The Challenge
A growing DTC beauty brand had built a strong product and a loyal in-person following — but had never invested in email marketing. There was no list strategy, no automation, no segmentation, and no systematic way to communicate with customers after their first purchase. Every sale was essentially a cold acquisition with no retention layer underneath it.
The brand was leaving money on the table with every transaction. Customers would buy once and disappear into silence — not because they didn't love the products, but because there was no follow-up, no relationship, and no reason to come back on a schedule. The opportunity was significant, and entirely untapped.

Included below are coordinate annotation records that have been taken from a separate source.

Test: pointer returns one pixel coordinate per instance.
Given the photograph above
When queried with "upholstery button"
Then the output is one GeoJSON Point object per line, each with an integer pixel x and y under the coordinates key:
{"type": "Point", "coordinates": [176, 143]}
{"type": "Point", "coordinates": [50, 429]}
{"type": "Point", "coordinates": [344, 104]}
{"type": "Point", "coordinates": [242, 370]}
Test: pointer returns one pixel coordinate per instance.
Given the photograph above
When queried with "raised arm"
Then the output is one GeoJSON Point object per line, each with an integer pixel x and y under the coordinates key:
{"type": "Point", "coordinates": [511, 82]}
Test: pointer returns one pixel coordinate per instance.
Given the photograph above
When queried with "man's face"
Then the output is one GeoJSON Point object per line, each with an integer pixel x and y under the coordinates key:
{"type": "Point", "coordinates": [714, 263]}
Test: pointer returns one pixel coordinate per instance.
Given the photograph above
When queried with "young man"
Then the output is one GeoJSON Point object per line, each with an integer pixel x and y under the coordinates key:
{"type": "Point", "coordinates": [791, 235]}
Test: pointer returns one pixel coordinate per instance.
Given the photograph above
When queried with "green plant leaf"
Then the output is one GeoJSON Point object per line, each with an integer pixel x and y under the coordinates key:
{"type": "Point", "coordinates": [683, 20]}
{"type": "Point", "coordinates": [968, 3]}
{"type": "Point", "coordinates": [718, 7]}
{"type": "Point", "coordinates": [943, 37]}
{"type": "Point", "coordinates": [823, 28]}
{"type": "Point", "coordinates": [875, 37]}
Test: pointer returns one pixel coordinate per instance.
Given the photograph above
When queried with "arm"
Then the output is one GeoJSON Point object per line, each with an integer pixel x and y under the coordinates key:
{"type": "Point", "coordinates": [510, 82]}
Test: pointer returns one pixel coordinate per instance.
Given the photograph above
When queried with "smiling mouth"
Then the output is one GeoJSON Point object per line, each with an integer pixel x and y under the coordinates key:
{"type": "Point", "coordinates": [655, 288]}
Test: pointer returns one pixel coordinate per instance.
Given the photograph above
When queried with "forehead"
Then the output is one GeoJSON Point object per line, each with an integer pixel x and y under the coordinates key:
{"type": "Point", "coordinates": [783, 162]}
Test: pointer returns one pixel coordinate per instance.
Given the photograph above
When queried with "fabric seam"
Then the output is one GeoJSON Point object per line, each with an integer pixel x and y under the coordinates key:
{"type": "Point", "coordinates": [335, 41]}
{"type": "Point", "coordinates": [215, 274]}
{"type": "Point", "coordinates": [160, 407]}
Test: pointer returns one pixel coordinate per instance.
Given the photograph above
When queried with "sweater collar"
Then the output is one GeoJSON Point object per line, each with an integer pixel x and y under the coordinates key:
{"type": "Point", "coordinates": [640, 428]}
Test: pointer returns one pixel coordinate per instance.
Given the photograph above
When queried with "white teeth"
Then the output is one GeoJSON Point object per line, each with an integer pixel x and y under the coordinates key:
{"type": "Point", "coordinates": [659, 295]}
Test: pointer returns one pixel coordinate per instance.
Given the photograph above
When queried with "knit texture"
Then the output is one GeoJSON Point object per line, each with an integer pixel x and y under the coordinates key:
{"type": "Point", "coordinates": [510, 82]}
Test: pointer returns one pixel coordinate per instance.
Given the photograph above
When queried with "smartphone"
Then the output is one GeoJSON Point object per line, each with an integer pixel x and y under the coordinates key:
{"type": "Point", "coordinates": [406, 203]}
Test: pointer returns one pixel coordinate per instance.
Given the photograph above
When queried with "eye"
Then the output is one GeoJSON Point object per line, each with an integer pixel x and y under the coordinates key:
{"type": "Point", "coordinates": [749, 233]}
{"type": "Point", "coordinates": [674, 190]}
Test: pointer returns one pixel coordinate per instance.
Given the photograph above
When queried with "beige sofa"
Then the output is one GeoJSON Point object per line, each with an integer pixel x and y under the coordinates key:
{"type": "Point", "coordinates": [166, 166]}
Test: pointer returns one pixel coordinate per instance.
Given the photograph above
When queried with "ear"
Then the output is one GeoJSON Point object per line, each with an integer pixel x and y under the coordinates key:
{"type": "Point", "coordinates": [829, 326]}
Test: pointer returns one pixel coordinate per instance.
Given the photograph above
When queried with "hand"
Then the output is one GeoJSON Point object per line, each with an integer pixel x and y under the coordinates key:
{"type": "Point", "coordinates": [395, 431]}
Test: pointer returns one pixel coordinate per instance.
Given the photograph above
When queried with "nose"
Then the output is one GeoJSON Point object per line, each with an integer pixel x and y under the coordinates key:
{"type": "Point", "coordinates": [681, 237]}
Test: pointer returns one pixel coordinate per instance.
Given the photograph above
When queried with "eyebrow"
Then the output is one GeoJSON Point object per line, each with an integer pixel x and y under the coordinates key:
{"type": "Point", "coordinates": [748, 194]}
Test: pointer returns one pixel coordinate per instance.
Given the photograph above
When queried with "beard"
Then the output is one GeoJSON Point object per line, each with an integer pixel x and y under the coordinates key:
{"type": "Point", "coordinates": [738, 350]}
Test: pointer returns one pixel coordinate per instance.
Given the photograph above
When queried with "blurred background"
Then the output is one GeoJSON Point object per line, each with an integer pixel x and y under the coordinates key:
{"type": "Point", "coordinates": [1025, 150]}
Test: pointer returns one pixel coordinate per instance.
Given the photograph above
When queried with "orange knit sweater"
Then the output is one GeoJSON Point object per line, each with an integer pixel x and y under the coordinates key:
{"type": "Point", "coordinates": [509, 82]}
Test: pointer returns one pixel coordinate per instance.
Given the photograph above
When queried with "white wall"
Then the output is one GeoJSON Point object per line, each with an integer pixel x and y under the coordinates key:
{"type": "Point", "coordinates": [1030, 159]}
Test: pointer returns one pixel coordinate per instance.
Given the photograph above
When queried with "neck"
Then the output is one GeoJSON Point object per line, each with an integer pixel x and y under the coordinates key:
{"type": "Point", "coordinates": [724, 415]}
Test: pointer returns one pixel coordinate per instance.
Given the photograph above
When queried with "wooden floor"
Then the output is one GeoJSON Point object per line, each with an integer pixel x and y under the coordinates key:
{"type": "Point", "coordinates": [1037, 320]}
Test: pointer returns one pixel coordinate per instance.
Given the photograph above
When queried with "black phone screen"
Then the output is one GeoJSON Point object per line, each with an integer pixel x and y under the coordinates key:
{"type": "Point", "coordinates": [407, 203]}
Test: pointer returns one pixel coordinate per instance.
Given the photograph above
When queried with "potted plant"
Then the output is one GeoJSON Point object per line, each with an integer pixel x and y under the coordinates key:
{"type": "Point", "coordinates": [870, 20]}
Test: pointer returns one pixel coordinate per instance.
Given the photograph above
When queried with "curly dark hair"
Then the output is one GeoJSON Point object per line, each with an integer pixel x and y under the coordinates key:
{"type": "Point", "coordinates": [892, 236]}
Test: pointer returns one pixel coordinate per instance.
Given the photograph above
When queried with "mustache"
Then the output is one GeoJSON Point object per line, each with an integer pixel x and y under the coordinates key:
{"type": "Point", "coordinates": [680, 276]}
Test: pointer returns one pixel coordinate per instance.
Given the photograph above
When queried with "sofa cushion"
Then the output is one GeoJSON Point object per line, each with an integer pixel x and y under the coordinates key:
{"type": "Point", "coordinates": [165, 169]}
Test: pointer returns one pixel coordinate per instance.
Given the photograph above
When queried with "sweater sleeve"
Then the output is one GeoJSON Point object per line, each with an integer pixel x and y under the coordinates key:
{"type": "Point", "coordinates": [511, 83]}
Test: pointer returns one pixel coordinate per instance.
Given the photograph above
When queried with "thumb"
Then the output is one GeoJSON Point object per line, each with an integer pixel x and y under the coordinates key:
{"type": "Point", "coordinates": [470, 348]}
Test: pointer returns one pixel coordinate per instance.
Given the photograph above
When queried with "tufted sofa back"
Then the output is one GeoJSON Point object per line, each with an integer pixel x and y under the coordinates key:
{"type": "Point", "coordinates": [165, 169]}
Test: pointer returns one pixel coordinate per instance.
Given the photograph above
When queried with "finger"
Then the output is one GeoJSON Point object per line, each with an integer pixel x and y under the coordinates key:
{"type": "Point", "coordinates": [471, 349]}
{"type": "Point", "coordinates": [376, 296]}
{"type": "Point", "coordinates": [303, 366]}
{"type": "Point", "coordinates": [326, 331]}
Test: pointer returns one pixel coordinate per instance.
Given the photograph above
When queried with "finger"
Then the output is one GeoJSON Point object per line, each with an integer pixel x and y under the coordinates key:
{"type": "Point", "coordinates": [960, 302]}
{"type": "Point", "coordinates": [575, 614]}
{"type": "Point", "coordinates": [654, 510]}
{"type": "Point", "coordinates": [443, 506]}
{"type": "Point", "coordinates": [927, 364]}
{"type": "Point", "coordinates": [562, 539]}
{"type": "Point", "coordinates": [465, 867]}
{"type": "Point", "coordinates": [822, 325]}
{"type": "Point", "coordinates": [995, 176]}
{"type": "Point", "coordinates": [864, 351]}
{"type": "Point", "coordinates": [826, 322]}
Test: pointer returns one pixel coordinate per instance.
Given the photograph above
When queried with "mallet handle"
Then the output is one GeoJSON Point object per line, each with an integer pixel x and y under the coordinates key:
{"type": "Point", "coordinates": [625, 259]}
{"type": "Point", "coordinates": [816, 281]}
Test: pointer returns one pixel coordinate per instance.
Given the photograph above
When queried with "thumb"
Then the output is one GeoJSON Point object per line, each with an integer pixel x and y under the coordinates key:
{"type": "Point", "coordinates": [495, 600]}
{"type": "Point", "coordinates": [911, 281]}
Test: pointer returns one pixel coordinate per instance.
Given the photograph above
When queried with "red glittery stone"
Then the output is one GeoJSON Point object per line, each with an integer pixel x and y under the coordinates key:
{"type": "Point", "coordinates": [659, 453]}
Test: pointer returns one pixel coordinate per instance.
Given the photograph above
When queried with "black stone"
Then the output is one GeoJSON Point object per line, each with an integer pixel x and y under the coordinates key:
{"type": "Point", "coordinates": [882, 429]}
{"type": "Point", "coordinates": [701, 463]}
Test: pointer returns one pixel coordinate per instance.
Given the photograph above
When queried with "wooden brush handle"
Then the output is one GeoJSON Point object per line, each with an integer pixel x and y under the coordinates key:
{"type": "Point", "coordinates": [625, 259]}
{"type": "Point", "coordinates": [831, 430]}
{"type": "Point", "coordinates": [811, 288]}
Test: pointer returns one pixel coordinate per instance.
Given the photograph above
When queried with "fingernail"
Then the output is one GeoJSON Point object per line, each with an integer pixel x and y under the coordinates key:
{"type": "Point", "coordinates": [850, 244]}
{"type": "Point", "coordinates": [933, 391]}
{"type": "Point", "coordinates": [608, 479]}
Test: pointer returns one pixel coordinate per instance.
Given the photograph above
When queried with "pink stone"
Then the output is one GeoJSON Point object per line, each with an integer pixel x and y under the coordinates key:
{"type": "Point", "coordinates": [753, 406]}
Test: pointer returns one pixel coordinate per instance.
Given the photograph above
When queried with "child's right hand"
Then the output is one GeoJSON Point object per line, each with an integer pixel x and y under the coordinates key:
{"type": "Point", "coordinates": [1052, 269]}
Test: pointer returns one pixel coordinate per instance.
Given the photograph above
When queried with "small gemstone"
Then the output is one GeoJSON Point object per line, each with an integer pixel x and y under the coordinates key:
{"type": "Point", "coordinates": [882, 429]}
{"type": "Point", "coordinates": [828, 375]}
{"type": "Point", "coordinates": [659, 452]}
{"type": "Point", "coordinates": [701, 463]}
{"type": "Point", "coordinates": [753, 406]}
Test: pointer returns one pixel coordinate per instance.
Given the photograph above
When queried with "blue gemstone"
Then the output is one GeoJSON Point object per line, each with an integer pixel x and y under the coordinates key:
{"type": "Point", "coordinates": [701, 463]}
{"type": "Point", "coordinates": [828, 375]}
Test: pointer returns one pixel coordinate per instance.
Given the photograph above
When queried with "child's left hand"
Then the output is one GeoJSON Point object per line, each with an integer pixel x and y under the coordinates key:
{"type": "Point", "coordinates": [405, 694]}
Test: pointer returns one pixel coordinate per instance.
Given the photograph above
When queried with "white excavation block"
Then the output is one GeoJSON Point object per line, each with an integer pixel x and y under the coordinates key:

"Every sale was a cold acquisition. There was no retention layer underneath."
The Approach
Before building anything, I spent time understanding the brand's customer base — who was buying, how often, what they were repurchasing, and where they were dropping off. This data shaped every strategic decision that followed.
Phase 1 — Foundation.
- Platform Migration. Migrated the brand to Klaviyo for sophisticated automation, advanced segmentation, and deep integration with their e-commerce stack — chosen deliberately because Klaviyo's revenue attribution would make ROI provable from day one.
- List Hygiene & Segmentation. Cleaned and structured the existing database, building foundational segments based on purchase history, engagement, and product affinity.
- Core Automations. Built the essential flows — welcome series, post-purchase, abandoned cart, browse abandonment, and win-back — generating revenue around the clock.
Phase 2 — Campaign Engine.
- Campaign Calendar. A 12-month calendar anchored around key commercial moments — Valentine's Day, Mother's Day, Black Friday, seasonal launches — with supporting content campaigns in between.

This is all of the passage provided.